I’ve been waiting to have time to chat with my book club about Keefe’s Say Nothing since I finished it and absolutely loved it. Luckily, that time finally came last week!

We started with a little background about the author. Keefe is a staff writer for the New Yorker based in Boston. He has Irish roots but his interest in the Troubles steamed from the obituary of Dolours Price he read. When he started researching the Troubles and speaking with the people involved, he found that being an American branded him as an outsider and gave him more access to the players because he wasn’t considered British or Irish and thus wasn’t trying to get information for the other side. We felt he portrayed the characters in a very fair way without taking strong sides. It was to a point that you felt almost OK with the actions both sides took and it took a minute to step back and realize those actions were murder or imprisonment. You were able to reconcile the IRA’s crimes because the British were doing equally horrible things. Since the British were representing the government, they had power and those with power get to narrate what is good and bad. Being an outsider lets Keefe tell this story with less of an agenda. We did feel that he felt a bit upset that Gerry Adams wouldn’t speak with him. He seemed to share this sentiment with IRA members who felt that Adams had turned his back on everyone when he denied his part in the IRA. I’m secretly hoping for a Gerry Adams Belfast Project tape but I know it’s a long shot.

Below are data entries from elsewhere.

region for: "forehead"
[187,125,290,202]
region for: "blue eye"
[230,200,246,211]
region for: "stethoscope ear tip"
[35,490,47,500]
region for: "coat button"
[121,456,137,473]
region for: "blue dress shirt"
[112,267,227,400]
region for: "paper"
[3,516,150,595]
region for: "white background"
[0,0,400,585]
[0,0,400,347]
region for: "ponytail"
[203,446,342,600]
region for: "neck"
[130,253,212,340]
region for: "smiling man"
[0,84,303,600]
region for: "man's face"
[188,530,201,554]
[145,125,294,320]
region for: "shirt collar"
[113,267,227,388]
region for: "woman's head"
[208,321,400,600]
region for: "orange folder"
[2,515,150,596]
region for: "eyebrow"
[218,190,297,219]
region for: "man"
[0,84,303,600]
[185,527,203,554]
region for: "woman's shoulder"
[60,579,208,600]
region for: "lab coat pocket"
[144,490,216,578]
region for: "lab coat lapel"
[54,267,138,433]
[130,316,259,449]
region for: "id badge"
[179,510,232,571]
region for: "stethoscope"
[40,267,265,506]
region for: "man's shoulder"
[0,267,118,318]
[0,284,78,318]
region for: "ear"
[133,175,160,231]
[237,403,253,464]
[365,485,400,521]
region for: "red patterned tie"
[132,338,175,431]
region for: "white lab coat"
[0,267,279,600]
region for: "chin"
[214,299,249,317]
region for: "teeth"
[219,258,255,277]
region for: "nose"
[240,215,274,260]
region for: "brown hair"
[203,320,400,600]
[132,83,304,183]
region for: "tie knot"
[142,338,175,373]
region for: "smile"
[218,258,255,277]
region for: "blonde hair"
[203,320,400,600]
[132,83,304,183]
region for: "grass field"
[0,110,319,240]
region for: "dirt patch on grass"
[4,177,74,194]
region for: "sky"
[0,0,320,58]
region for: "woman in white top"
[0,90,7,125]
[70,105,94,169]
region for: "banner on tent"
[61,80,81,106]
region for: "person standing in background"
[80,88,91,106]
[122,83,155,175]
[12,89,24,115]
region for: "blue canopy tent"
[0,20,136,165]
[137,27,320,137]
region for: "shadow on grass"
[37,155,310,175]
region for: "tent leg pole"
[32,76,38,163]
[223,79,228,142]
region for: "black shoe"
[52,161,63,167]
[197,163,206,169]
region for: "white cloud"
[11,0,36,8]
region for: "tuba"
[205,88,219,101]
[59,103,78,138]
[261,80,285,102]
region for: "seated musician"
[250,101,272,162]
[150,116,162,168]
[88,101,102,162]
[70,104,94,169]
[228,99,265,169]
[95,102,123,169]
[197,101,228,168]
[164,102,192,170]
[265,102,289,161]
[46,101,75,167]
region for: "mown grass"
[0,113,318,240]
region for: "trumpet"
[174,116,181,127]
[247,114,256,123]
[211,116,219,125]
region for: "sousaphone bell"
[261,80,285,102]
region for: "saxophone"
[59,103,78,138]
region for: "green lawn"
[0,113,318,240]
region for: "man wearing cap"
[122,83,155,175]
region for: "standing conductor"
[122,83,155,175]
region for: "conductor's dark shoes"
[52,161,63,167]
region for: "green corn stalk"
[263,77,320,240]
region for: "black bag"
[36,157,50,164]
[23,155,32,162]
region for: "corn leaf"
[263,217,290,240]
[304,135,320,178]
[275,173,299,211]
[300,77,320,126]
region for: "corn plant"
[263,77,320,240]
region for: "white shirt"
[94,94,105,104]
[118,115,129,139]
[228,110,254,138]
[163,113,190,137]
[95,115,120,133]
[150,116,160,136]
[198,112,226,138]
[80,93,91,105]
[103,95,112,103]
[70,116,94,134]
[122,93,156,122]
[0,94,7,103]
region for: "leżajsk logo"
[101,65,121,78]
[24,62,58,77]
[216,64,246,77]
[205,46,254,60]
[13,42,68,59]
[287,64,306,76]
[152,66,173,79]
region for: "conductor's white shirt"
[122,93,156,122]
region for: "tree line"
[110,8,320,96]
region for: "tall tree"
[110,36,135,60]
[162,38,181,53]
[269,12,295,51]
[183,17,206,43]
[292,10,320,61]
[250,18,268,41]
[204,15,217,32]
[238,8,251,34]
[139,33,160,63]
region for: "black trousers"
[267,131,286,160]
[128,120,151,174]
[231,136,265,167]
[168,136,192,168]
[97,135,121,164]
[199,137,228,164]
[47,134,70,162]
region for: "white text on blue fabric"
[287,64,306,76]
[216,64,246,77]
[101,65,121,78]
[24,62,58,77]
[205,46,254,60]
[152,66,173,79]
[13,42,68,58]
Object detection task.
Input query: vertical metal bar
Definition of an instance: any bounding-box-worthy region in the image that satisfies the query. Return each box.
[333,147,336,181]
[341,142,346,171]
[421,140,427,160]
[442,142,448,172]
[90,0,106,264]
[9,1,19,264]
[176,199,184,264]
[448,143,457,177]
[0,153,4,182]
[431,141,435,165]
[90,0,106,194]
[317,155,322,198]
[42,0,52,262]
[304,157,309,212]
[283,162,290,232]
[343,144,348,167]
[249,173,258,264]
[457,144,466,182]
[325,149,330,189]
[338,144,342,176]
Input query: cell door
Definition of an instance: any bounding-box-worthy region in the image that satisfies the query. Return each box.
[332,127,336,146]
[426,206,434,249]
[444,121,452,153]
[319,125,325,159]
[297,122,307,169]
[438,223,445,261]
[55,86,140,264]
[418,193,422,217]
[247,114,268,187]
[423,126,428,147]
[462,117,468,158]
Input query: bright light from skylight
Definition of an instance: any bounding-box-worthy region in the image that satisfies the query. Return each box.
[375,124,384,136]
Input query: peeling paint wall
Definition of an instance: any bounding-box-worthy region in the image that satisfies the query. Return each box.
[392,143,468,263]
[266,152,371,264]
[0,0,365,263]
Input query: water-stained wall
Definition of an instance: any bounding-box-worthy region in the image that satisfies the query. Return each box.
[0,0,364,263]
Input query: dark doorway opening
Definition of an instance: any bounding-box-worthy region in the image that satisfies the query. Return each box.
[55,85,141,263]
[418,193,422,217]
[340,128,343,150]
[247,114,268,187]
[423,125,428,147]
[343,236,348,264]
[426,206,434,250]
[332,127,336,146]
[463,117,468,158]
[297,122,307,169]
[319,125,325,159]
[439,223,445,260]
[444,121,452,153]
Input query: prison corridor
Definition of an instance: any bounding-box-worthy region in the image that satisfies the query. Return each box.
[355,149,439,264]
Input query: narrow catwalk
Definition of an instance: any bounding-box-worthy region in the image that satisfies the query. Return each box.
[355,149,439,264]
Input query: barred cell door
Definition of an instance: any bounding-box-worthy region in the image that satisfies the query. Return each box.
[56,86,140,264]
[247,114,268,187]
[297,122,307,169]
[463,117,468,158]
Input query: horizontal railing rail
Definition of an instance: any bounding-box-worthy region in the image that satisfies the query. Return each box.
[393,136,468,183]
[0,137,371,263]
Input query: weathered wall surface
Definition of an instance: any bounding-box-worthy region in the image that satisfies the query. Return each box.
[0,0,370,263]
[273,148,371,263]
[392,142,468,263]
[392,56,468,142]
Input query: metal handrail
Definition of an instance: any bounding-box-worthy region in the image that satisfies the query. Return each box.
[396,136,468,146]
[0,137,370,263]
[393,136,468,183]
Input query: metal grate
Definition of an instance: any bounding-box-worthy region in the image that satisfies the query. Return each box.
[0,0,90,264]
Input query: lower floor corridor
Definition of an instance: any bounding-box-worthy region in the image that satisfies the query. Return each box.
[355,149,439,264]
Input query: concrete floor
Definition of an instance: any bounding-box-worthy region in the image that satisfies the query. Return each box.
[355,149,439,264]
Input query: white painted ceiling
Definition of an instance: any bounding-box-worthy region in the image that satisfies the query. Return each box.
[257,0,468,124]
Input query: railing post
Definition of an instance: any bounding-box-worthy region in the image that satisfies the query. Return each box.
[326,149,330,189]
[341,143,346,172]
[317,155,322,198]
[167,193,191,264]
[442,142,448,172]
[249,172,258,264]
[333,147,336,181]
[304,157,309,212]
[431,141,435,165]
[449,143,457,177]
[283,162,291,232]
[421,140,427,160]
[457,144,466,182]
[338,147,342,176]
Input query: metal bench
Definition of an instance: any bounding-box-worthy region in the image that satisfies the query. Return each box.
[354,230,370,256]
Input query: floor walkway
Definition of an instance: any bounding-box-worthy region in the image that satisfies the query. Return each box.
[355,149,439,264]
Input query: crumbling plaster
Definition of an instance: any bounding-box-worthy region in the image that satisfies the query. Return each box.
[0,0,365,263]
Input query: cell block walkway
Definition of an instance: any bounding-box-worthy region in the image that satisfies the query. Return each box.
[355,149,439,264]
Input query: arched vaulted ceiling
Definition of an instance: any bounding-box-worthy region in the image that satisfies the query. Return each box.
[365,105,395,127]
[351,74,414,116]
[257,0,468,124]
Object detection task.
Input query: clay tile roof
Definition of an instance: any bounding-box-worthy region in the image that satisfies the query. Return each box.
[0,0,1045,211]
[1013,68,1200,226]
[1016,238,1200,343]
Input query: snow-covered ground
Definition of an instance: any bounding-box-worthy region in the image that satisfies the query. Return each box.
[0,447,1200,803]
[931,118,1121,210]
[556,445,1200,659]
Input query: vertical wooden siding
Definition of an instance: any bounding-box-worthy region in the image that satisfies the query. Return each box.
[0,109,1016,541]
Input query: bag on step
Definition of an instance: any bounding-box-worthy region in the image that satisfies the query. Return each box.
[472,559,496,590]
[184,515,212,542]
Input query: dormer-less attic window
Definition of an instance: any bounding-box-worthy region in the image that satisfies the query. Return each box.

One of the reasons cited for the betrayal of Adams is that he went against the sense of absolutism that the IRA had. The only solution they would accept was their independence from Britain and joining the Republic. Adam’s role in the Good Friday Agreement was a concession and thus he went against the IRA. Other ideas permeated the story, especially silence when lent itself to the title as well. Keeping quiet about something traumatic comes up often in references to Irish culture. One reader had read from an anthropologist that this sense of secrecy stems from large families living in small spaces. Household peace was easier to maintain if certain things weren’t discussed. This prevalence made it a part of the national culture. I’m not sure how true I think that is, but it’s an interesting idea and it’s easy to see it played out in the book, especially in the case of Jean McConville. Many of us were confused why McConville’s story was used to bookend the book. While a dark part of the IRA’s operations, they didn’t disappear a large number of people. We had various reasons for thinking Keefe did this. Partially it might have been because of the role her murder played in the release of the Boston College tapes. It seemed odd at first how willing some of the confessors were to tell their stories, knowing that they had families who were going to have to live with the truth after they were gone. That’s how badly they needed healing from what they’d lived through.

We had some personal anecdotes to share as well. One reader grew up in a strongly Irish family and remembers praying for the hunger strikers at Thanksgiving dinner. The book touched on the IRA support in America but I hadn’t thought of it being in my area so that was eye-opening. Someone recommended a movie about Bobby Sands called Hunger starring Michael Fassbender. Another shared a YouTube video of Seamus Heaney reading a poem he wrote about the Troubles which inspired Keefe’s title.

As always, it was a great discussion. I only hope I finish the book for our next meeting before the date. Until then, write on.